A question posed by Tony Smith in the thread of the previous post (which dealt with the choice of the bin width in histograms) triggered me to do a little work to produce a convincing answer to him.

The issue is the following. Tony got interested in a few top candidate events in a few mass distributions published by CDF and DZERO quite some time ago, which seemed to all cluster in the surroundings of 145 GeV. Could those eight candidate events (once summed across the various channels and experiments) be the signal of some resonance different from top quarks ?

There are various ways to address this question. A simple one is to show that, once estimated backgrounds are subtracted, those eight events are compatible with anything -i.e., they are not demonstrable to be a signal of a new particle. But another way is to explain that the resolution in the top mass (or any other similarly decaying object) at 145 GeV is of the order of 20 GeV, so it is hard for eight events to cluster all in a 10-GeV-wide bin (between 140 and 150 GeV).

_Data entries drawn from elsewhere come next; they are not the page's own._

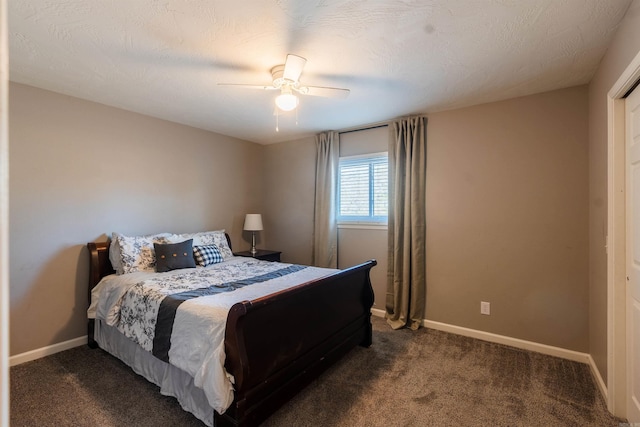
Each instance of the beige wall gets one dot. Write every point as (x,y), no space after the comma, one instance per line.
(80,170)
(289,186)
(506,215)
(507,218)
(625,46)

How hard ? That is the question Tony asked. Well, it takes very few lines of code to produce a meaningful answer, so here it is, in the graph below.

 The x axis in the figure shows the width of the hypothetical signal at 145 GeV, in GeV. The y axis is a probability. The black curve shows the integral of a Gaussian centered at 145 GeV in the range [140 GeV:150 GeV], as a function of the sigma one assumes for the Gaussian. As you see, the area in the interesting bin amounts to several decimals even for widths of 20 GeV.



But then, ask yourself the question: what is the probability that with such a Gaussian signal, all of your eight signal candidate events fall in the 140:150 GeV interval ? You can see that described by the red curve. The probability drops to zero very quickly, because at least one or few events will "want" to spill out of the 10-GeV bin if the Gaussian sigma is not very narrow.
The blue curve shows the probability that 7 out of 8 events are in the bin; the green one the probability that 6 out of 8 are.

In summary, we learn something: even small signals will hardly do you the favor of concentrating in one single bin, if your resolution is not much smaller than the bin width. But, as we have discussed in the former post, it is advisable to not make your bins wide.